As it stands in the proposal, the 0.8 percent earned income tax represents a 60 percent rise from its current level of 0.5 percent. The proposed increase of 42 cents per $1,000 of assessed value, proponents say, would cost the average Westtown property owner $185 per year.

aerial view of farm lots for sale

This aerial view shows three of the four easements along with part of the land to be preserved by Natural Lands as open space. The structures near the bottom left are not part of the Crebilly Farm property. / Photo courtesy Kurfiss Sotheby’s International Realty

Lisa Yakulis, the Kurfiss Sotheby’s International Realty agent who has been marketing the Crebilly property for the Robinson family, says that the Robinsons themselves played an instrumental role in bringing Natural Lands and the township together to save the farm after the township denied the conditional use permit Toll Brothers sought for the property. After publicly relisting the entire property for $34 million in January of this year, she says, “we received several offers from developers, and they were all over asking. They could have accepted any of them, but they were the ones who pushed to put together this deal.

“They’ve been there for generations and are a part of this community. They love this property and want nothing more than to have it saved. This referendum is an essential step to move things forward. Natural Lands has no doubt that they’re going to be able to accomplish the funding for the 208 acres.”

Yakulis also agrees with the Vote Yes advocates that the township would actually have to shell out more money to pay for the additional school capacity, roads and other services needed to support a subdivision on the site than it will to buy the open land and preserve it. “Bayard Rustin High School is already at capacity,” she says. Adding a few hundred more houses to its catchment would likely force the West Chester Area School District to build a fourth high school to accommodate both them and additional development in the district’s seven municipalities.

She also says that most of the people who attended a town hall meeting on the proposed sale at Rustin on October 24th as supportive of the referendum. For his part, Pomerantz characterized many of the No vote proponents as people who have a philosophical objection to paying higher taxes for anything, period.

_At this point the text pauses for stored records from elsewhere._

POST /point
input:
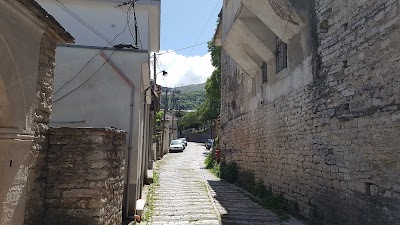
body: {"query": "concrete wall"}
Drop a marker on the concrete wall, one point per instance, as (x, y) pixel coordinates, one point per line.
(92, 12)
(37, 174)
(26, 80)
(330, 143)
(105, 99)
(85, 176)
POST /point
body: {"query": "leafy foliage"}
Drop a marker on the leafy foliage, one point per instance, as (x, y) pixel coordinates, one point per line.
(190, 120)
(190, 97)
(211, 107)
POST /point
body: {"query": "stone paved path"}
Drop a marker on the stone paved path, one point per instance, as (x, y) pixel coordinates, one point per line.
(190, 194)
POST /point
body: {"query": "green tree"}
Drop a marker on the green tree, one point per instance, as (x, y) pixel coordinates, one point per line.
(190, 120)
(210, 109)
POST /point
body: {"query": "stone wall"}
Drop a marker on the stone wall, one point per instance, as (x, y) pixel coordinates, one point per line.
(36, 180)
(85, 176)
(333, 145)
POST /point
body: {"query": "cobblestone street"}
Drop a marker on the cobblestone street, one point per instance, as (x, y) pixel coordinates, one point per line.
(190, 194)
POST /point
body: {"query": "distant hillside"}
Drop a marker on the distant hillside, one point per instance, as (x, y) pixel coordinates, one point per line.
(190, 97)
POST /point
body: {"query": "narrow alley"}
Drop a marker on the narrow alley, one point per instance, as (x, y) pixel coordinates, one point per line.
(189, 194)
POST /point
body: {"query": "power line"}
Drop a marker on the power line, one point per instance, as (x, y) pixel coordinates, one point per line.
(137, 28)
(91, 60)
(86, 79)
(204, 28)
(180, 49)
(82, 21)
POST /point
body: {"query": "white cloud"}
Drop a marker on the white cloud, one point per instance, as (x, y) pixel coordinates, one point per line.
(183, 70)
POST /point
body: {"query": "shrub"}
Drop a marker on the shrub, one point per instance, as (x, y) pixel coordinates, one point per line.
(229, 171)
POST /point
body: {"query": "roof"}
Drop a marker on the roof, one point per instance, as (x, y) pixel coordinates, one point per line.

“In any complex process like this one, there is bound to be some drama,” says Yakulis. And it looks like the drive to save Crebilly Farm will come to a dramatic conclusion tomorrow (Nov. 8th). Should the referendum fail to pass, what open space remains in Westtown will all but certainly become subdivisions, given the development pressure in the area. And both Yakulis and Pomerantz point out that the township won’t get a second chance to keep this space open.